As an example, Rushkoff cites the ongoing push for wide-sweeping, all-at-once investment in solar energy, when the metals mining and massive amounts of water required to make the panels could be just as harmful to the Earth. Replacing things slowly as they wear out is better for the planet than completely leveling an old system and replacing it with a new one — but investors don’t make money that way. Rushkoff writes about meeting a celebrated entrepreneur who wants to build a self-sustaining eco-village — and clear a swath of forest to do so. At a gathering of tech elites aimed at solving world problems, Rushkoff tells them about existing organizations already doing the things they’re proposing. Tellingly, somebody replies, “If they’re so good, why haven’t I heard of them?” 

“These totalizing solutions perpetuate the myth that only a technocratic elite can possibly fix our problems” while diverting funding to long-shot “boondoggles,” Rushkoff writes. But all they accomplish is making the wealthy even wealthier.

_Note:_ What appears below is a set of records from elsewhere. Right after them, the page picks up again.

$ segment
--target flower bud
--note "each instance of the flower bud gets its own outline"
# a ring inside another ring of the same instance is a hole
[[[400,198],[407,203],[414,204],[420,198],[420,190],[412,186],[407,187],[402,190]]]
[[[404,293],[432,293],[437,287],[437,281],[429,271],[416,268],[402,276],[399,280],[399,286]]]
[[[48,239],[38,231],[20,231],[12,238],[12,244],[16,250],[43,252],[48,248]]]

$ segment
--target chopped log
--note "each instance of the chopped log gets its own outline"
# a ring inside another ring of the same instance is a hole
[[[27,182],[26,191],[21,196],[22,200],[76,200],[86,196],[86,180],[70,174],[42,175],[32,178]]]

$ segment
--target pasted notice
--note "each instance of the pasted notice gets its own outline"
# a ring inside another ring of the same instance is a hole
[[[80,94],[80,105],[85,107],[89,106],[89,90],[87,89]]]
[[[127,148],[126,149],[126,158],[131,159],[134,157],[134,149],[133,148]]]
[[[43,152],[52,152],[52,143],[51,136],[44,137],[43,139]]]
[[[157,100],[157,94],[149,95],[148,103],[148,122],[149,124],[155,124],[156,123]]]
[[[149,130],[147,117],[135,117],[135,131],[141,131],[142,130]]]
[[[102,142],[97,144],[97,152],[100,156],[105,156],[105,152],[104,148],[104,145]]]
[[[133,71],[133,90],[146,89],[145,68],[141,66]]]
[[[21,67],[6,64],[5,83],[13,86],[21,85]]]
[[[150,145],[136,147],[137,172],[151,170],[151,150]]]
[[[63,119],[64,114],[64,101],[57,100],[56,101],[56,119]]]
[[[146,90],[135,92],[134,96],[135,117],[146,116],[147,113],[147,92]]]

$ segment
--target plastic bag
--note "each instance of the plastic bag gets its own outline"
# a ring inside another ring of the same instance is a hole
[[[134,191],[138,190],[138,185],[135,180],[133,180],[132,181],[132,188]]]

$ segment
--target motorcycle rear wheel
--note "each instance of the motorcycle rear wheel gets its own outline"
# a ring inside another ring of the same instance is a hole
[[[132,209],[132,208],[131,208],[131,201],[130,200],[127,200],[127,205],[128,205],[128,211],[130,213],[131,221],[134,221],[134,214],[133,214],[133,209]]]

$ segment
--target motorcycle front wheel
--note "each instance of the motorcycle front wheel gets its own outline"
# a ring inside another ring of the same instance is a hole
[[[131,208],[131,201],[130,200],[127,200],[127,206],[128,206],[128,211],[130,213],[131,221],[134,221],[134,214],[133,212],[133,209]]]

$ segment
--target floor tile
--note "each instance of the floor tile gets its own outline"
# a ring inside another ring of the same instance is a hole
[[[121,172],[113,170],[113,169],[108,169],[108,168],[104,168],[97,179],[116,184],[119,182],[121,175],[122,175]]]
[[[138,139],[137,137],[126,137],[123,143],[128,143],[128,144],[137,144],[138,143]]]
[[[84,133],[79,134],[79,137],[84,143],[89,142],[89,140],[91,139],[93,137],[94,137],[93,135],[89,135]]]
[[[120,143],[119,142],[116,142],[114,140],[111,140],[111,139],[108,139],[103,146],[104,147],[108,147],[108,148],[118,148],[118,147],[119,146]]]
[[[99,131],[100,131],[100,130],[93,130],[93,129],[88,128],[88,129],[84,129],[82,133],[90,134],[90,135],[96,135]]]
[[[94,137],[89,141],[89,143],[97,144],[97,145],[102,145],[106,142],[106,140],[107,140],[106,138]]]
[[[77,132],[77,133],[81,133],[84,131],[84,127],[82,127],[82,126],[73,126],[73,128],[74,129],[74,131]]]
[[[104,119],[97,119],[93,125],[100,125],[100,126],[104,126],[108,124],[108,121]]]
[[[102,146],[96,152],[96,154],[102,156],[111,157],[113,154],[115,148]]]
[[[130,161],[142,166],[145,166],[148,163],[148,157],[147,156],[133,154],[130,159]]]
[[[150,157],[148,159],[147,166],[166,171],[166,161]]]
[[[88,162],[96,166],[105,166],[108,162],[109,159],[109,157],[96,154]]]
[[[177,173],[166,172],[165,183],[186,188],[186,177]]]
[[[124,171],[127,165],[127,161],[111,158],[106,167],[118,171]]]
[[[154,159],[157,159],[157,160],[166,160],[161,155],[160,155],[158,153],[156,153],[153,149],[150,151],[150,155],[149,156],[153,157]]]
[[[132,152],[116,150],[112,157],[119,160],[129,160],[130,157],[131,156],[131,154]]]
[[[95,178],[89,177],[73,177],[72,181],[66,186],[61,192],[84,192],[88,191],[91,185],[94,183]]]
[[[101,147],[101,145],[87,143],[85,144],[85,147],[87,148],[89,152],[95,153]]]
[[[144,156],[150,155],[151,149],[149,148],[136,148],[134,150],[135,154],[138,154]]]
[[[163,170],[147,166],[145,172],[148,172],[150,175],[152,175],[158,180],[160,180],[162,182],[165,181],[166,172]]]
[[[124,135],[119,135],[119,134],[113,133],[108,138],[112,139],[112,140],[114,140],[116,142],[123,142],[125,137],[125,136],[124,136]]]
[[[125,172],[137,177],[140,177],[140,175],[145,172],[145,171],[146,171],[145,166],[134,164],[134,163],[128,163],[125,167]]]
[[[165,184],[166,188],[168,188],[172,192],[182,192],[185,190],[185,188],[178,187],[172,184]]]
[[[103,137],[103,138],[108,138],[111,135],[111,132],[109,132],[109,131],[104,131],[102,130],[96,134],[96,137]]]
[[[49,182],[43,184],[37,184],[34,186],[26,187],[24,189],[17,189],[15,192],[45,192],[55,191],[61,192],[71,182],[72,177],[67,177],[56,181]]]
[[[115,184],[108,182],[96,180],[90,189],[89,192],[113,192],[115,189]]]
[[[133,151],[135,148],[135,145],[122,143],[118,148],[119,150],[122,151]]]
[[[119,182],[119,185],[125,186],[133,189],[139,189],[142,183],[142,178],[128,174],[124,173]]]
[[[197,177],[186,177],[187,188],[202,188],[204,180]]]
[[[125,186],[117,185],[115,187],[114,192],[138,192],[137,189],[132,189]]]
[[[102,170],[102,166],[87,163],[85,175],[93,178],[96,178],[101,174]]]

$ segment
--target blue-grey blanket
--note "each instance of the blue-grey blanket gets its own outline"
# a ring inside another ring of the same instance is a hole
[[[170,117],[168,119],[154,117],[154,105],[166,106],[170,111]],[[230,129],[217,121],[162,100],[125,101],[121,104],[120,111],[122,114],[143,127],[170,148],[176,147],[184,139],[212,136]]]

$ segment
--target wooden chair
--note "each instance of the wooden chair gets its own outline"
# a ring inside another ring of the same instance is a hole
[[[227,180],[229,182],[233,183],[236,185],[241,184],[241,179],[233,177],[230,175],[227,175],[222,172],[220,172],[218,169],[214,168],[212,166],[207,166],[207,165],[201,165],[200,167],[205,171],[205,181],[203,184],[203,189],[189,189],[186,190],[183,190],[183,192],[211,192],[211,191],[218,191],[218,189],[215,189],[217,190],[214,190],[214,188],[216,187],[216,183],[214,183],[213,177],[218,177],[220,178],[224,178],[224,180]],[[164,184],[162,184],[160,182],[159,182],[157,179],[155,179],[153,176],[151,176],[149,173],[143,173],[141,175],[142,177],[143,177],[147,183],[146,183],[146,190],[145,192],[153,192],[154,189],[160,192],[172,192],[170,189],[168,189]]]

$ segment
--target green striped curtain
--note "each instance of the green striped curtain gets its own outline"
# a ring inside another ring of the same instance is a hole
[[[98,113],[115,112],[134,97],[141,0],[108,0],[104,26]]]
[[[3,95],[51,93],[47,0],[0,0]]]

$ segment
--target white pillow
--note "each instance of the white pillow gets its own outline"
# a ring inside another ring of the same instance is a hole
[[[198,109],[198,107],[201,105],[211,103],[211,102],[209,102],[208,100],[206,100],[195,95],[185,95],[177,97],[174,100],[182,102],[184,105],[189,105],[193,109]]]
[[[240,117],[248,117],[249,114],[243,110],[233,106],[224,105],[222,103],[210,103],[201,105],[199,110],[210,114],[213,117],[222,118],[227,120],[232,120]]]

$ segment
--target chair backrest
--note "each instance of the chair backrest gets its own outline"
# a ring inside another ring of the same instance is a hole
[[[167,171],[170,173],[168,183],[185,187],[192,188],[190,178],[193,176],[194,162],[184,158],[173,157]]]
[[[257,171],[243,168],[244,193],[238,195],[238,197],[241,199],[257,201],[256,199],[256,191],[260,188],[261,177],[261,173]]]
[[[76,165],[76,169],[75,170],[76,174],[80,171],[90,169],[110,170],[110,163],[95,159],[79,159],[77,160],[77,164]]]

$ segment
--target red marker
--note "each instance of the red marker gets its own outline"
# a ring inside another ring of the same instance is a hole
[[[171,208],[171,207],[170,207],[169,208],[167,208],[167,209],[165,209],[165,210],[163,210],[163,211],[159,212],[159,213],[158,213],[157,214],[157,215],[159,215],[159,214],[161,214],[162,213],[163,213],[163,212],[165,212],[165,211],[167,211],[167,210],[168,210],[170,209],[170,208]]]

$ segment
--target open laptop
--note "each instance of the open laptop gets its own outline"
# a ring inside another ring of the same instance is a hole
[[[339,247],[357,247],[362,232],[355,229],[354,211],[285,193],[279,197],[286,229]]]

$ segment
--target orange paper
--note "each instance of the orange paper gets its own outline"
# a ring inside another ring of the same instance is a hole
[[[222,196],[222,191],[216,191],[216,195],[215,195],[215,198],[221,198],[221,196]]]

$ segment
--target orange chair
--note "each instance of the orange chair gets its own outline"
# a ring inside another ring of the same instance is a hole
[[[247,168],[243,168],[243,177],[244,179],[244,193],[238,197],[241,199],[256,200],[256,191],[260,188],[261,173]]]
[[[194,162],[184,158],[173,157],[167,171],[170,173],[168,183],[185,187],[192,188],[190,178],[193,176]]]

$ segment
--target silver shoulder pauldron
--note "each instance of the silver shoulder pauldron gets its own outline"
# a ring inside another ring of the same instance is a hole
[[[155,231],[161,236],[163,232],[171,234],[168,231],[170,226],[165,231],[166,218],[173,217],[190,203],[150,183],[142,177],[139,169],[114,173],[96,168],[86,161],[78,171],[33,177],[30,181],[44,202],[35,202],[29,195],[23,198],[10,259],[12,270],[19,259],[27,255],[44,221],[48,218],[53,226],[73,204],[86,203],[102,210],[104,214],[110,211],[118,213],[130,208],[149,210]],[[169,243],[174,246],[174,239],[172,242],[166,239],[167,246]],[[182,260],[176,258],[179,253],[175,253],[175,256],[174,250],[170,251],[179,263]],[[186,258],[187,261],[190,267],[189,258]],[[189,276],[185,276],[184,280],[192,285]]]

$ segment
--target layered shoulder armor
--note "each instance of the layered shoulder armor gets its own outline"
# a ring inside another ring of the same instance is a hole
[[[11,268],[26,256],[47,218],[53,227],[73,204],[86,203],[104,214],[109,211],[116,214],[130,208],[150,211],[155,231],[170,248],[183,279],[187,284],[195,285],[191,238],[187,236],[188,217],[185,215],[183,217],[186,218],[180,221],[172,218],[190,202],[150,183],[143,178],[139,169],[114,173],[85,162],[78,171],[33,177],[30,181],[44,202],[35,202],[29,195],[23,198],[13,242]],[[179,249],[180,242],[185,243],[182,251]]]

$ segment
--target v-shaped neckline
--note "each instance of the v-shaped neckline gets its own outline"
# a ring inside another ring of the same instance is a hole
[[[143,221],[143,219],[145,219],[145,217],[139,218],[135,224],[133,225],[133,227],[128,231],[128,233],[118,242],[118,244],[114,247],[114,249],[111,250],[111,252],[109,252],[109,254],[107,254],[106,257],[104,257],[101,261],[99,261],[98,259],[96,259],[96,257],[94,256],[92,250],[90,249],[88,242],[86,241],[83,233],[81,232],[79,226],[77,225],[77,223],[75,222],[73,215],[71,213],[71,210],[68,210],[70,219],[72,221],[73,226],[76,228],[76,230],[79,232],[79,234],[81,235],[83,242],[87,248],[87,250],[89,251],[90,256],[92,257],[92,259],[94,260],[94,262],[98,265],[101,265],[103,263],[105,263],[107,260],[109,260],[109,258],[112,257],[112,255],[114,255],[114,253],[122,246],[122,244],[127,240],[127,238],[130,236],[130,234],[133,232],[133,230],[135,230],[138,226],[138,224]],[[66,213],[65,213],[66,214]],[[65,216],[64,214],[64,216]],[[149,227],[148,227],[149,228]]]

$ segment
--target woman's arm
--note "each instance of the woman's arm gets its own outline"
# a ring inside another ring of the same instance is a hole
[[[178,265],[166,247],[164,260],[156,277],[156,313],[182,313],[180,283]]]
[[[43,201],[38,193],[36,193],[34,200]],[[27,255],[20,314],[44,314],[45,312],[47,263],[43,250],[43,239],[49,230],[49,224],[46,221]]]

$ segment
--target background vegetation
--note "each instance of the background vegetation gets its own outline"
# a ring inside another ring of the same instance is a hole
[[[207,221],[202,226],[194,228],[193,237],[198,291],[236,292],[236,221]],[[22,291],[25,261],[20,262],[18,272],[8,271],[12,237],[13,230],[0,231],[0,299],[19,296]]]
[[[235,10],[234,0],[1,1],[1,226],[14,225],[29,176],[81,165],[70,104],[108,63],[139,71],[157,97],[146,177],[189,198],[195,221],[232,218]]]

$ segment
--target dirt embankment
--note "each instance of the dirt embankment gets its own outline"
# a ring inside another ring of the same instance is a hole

The solutions to our woes are modest, incremental, and collectivist, Rushkoff believes — the antithesis to “The Mindset.” “People hate to hear this,” he says, “but I’m arguing for degrowth.” As he writes, “Repairing what we have, scaling back, or even seeking incremental progress doesn’t make for an exciting podcast, online panel, or TED Talk. But neither does it require massive capital investment, sales speeches, or ‘buy-in.’” 

At the individual level, degrowth means meeting one’s neighbors, engaging in mutual aid and other community efforts, traveling less, buying local, replacing things slowly as they wear out, and supporting co-ops. It means a circular economy that doesn’t depend on growth. When Rushkoff said this to those five uber-wealthy men, “they rolled their eyes.” But nonetheless, he urges the wealthy to embrace, not escape, humanity. He concludes, “Either we all make it, or none of us makes it.”